Monday, March 16, 2015

Some Hard Spots

March 16, 1966

Jocie Brooke here reporting from Hollyhill, Kentucky. It's four days until the calendar says spring. Then it will be a while longer before I'll see any new dogwood blooms, but I can think about them coming. And all the other flowers too. 

Back when Mama Mae was still living, she would be out in the yard as soon as it was warm enough to dig in the ground so she could start planning all the stuff she wanted to plant. She planted some of it in the fall. Things like tulip bulbs. I miss Mama Mae's tulips. Dad says I could buy some bulbs and plant some of my own, but Mama Mae's were always so cheerful and special. 
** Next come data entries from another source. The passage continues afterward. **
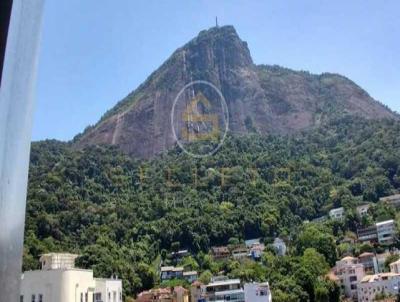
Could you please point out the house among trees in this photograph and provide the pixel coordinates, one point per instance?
(59, 280)
(337, 213)
(393, 200)
(171, 272)
(362, 210)
(279, 246)
(221, 252)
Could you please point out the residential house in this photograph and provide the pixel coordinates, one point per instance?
(370, 263)
(280, 247)
(250, 242)
(197, 292)
(220, 253)
(180, 294)
(256, 251)
(368, 234)
(395, 267)
(224, 290)
(337, 213)
(59, 280)
(155, 295)
(320, 219)
(350, 273)
(180, 254)
(257, 292)
(393, 200)
(190, 276)
(372, 285)
(386, 231)
(240, 253)
(171, 272)
(362, 210)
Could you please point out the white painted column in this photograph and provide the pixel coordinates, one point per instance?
(16, 112)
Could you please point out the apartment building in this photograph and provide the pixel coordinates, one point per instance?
(59, 280)
(349, 272)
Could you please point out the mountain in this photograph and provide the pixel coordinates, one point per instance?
(122, 214)
(260, 98)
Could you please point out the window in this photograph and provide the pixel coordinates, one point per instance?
(96, 297)
(353, 278)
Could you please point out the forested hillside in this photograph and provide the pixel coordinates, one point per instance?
(122, 214)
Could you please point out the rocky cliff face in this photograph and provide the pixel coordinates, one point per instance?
(264, 99)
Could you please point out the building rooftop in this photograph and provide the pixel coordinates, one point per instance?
(224, 282)
(366, 254)
(171, 269)
(378, 277)
(384, 222)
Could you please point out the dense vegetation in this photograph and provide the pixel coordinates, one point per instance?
(123, 215)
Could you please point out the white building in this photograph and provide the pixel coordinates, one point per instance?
(372, 285)
(350, 273)
(60, 281)
(370, 263)
(223, 289)
(386, 231)
(393, 200)
(257, 292)
(190, 276)
(280, 246)
(336, 213)
(395, 267)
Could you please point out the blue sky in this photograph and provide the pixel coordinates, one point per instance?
(94, 52)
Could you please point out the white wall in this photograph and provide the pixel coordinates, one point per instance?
(250, 293)
(111, 290)
(58, 285)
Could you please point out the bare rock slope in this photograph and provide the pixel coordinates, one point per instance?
(263, 99)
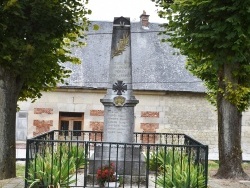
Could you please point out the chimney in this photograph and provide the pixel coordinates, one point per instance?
(144, 20)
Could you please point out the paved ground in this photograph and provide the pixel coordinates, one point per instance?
(212, 183)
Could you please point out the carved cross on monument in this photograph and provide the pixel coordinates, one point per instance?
(119, 87)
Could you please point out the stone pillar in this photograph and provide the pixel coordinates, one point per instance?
(119, 101)
(119, 104)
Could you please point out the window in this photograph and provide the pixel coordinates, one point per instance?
(71, 121)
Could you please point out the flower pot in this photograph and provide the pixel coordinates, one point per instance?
(111, 184)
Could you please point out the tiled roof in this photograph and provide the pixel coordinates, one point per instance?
(154, 65)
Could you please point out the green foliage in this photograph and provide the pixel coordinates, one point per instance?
(160, 157)
(212, 36)
(179, 170)
(54, 168)
(36, 38)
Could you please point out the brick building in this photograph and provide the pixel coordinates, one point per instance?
(170, 98)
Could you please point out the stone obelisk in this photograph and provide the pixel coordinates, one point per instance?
(119, 101)
(119, 104)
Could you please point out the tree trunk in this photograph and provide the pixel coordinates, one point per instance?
(9, 90)
(229, 132)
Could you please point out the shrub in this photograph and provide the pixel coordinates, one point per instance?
(106, 174)
(55, 168)
(162, 156)
(181, 172)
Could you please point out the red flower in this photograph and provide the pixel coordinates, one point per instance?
(106, 174)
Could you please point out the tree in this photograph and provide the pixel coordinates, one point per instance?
(215, 37)
(35, 40)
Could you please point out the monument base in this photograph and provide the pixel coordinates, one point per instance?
(127, 161)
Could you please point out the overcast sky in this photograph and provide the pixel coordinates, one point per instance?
(106, 10)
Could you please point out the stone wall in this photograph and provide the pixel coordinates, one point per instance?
(188, 113)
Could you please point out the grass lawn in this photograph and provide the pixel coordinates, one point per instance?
(20, 170)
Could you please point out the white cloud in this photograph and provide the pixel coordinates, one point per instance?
(106, 10)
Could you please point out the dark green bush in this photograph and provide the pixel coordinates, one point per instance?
(176, 169)
(56, 168)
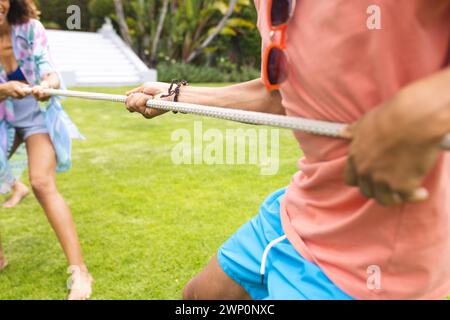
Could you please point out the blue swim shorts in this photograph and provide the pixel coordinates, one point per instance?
(261, 259)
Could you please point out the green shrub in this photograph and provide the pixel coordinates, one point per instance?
(195, 74)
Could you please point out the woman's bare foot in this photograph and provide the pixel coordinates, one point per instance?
(80, 283)
(20, 191)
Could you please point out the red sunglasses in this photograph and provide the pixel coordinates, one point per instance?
(274, 59)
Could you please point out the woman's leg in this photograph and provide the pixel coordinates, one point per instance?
(19, 189)
(42, 165)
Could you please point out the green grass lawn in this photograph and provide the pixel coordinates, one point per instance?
(146, 225)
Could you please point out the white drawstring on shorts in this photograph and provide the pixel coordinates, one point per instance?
(262, 271)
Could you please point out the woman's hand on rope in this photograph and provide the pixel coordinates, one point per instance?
(393, 148)
(138, 97)
(13, 89)
(38, 92)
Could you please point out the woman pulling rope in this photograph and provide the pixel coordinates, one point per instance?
(25, 60)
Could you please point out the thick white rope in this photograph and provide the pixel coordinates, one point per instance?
(317, 127)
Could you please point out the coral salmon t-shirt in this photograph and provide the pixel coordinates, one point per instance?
(339, 69)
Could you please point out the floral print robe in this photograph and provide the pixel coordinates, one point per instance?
(29, 41)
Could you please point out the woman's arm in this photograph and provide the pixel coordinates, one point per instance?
(49, 81)
(251, 96)
(12, 89)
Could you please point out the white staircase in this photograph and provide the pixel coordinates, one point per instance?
(89, 59)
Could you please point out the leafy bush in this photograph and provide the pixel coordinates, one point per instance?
(224, 72)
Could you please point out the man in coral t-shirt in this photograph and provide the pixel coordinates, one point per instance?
(368, 219)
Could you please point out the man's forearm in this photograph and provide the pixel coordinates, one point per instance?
(251, 96)
(432, 95)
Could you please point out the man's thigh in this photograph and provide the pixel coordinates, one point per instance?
(214, 284)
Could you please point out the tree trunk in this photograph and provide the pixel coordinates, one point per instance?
(216, 32)
(122, 22)
(162, 18)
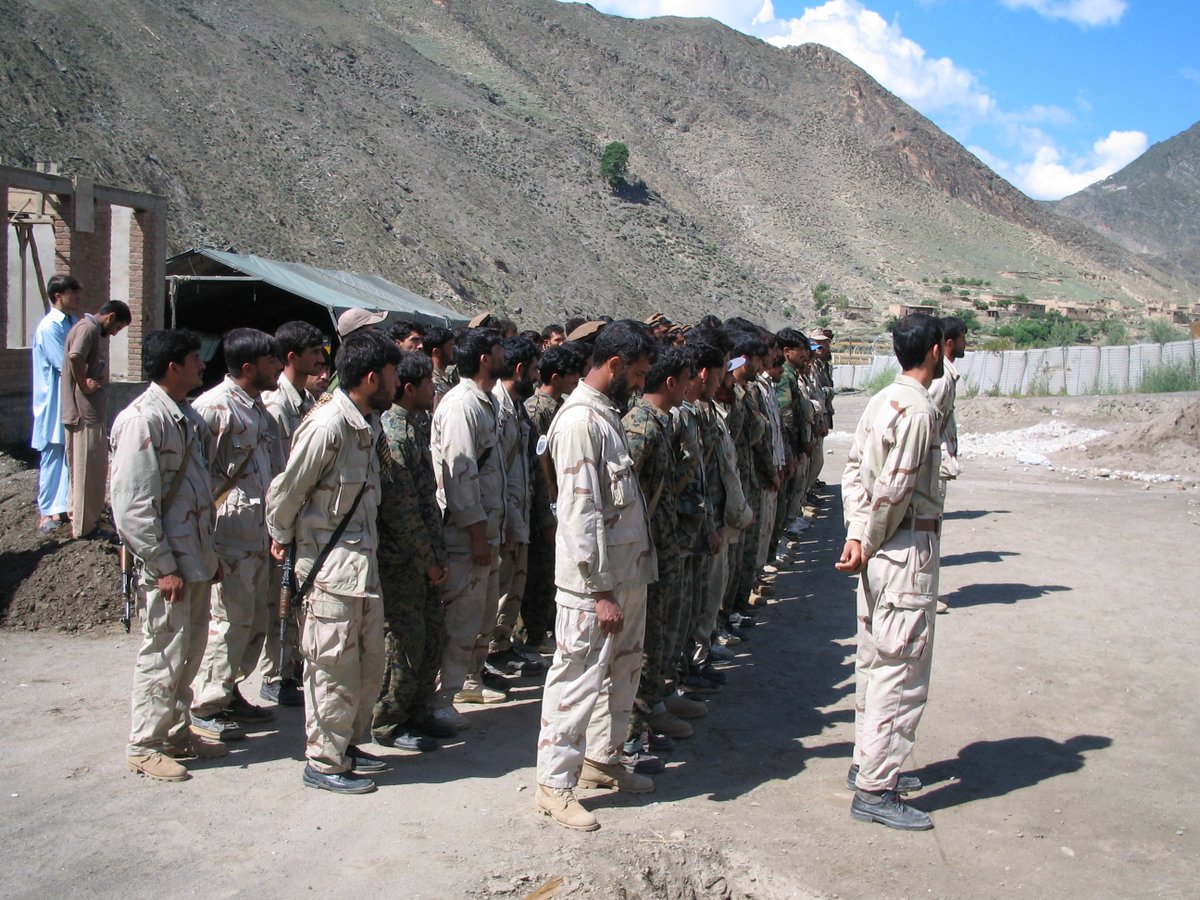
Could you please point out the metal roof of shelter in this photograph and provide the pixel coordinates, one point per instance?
(335, 291)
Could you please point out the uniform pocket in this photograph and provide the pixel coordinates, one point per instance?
(622, 480)
(327, 628)
(349, 481)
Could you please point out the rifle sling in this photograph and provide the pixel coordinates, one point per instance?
(298, 598)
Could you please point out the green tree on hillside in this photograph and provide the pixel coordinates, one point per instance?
(615, 165)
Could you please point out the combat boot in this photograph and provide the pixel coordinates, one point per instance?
(616, 777)
(559, 803)
(888, 809)
(157, 766)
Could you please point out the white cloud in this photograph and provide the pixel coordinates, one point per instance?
(895, 61)
(1080, 12)
(1048, 178)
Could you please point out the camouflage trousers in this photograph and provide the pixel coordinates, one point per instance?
(661, 600)
(276, 663)
(341, 641)
(414, 639)
(471, 595)
(897, 611)
(694, 599)
(514, 567)
(714, 588)
(237, 631)
(538, 607)
(173, 637)
(589, 689)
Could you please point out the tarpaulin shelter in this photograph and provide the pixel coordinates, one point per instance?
(211, 291)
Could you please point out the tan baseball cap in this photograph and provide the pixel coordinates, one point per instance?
(353, 319)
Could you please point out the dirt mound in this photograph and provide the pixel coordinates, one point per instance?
(51, 582)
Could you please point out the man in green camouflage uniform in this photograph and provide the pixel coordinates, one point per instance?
(412, 565)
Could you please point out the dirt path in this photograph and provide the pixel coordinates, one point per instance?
(1057, 747)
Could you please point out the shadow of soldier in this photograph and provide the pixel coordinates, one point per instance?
(1000, 593)
(994, 768)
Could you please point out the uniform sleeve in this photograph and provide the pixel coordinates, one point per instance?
(459, 475)
(581, 532)
(911, 438)
(313, 451)
(137, 495)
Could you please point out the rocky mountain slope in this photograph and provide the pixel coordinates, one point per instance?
(454, 147)
(1151, 207)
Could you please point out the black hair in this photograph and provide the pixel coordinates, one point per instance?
(298, 336)
(791, 337)
(413, 369)
(361, 353)
(474, 343)
(60, 285)
(516, 351)
(953, 328)
(399, 330)
(436, 337)
(161, 348)
(912, 337)
(627, 340)
(672, 363)
(247, 345)
(120, 309)
(714, 336)
(707, 354)
(562, 360)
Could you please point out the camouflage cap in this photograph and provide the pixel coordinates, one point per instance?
(587, 331)
(353, 319)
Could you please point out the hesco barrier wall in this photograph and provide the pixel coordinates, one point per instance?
(1060, 370)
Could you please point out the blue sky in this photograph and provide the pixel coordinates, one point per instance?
(1053, 94)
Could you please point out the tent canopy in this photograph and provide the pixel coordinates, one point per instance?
(235, 289)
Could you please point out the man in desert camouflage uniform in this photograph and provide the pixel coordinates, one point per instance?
(605, 561)
(943, 393)
(244, 461)
(162, 508)
(333, 477)
(412, 565)
(653, 445)
(893, 519)
(472, 492)
(514, 387)
(303, 351)
(559, 369)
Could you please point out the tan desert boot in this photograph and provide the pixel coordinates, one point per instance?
(559, 804)
(615, 775)
(157, 766)
(197, 748)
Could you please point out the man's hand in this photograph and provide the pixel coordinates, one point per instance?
(609, 613)
(172, 587)
(851, 561)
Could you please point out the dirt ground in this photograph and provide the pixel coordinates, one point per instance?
(1055, 749)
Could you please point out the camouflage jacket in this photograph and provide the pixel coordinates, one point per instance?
(653, 448)
(892, 468)
(695, 520)
(515, 429)
(243, 444)
(148, 444)
(287, 406)
(468, 465)
(409, 519)
(604, 538)
(334, 456)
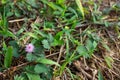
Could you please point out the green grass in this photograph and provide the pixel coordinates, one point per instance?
(81, 27)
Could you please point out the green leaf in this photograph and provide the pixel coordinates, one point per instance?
(40, 68)
(100, 76)
(33, 76)
(109, 61)
(8, 57)
(79, 4)
(46, 44)
(47, 61)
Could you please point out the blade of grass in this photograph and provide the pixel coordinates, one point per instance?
(79, 4)
(8, 57)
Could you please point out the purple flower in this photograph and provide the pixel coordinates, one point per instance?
(29, 48)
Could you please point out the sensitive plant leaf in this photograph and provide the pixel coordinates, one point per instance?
(32, 76)
(79, 4)
(8, 57)
(109, 61)
(100, 76)
(47, 61)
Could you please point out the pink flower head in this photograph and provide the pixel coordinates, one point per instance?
(29, 48)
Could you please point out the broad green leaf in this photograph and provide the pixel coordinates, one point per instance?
(32, 76)
(47, 61)
(8, 57)
(79, 4)
(100, 76)
(109, 61)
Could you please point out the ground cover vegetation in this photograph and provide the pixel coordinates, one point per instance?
(59, 40)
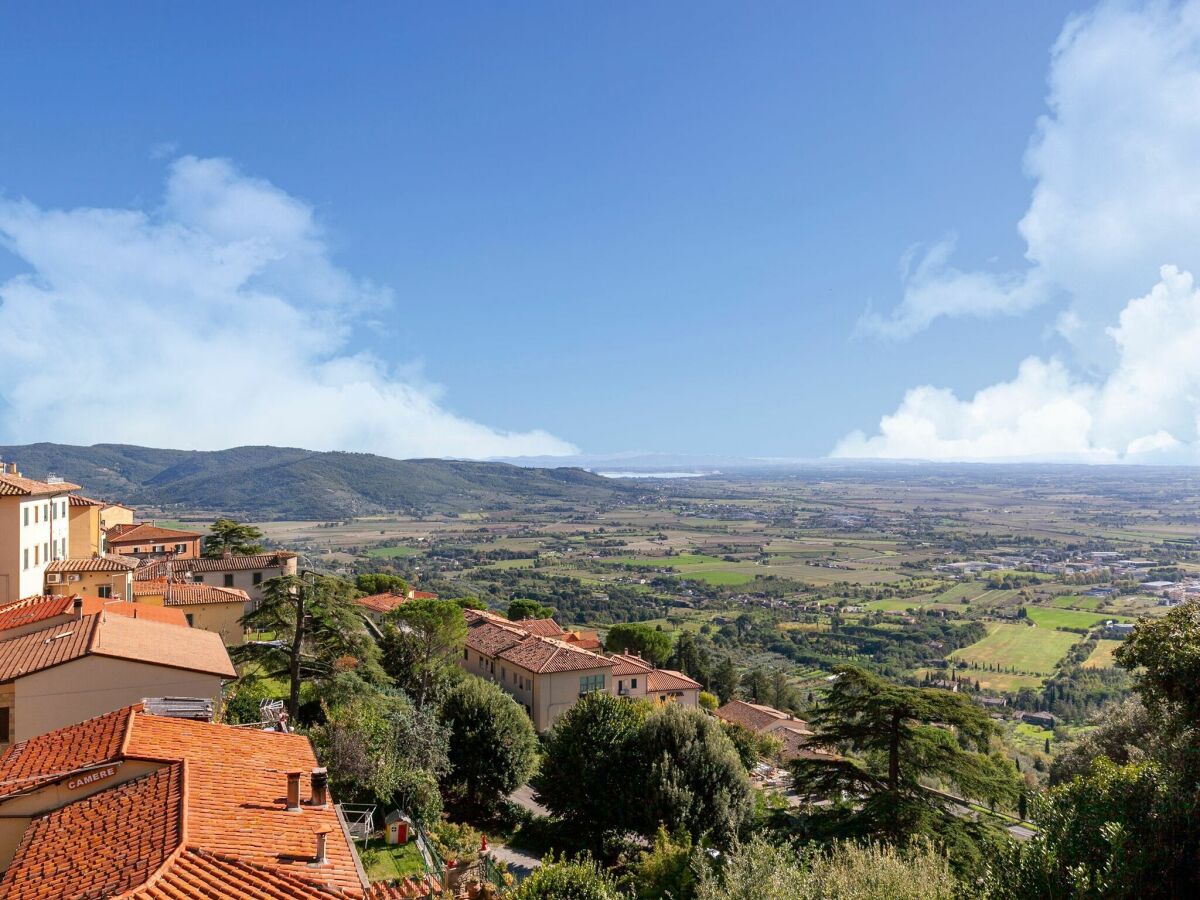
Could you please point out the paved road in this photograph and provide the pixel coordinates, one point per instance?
(523, 798)
(520, 864)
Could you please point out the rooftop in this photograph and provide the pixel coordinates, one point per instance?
(15, 485)
(105, 634)
(105, 563)
(754, 717)
(160, 568)
(184, 593)
(31, 610)
(145, 533)
(209, 821)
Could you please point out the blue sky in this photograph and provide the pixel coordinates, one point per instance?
(627, 226)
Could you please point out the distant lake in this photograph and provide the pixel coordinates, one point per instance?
(657, 474)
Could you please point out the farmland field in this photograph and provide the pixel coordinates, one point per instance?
(1067, 618)
(1033, 651)
(1102, 657)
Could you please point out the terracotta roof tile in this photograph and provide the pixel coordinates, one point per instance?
(184, 593)
(232, 835)
(101, 845)
(106, 563)
(77, 747)
(159, 568)
(754, 717)
(491, 639)
(141, 640)
(544, 654)
(147, 533)
(18, 486)
(543, 628)
(382, 603)
(624, 665)
(667, 679)
(34, 609)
Before she died when I was nine, I would get off the school bus there and in the springtime, those tulips would be waving at me. Happy to see me the way Mama Mae always was. It's good when people you love are happy to see you. 

See, it was never that way with my mother. I don't think she was ever glad to see me. But Mama Mae was. She would have a hug waiting for me and some kind of treat. She sometimes made this icing stuff out of confectionery sugar and butter and milk. Then she'd put it between graham crackers. She called them poor folks' sandwich cookies, but I felt rich when I was sitting on the porch beside her with a graham cracker cookie in my hand and looking out at her tulips. Sometimes I pretended those tulips were little girls all wanting to play with me. 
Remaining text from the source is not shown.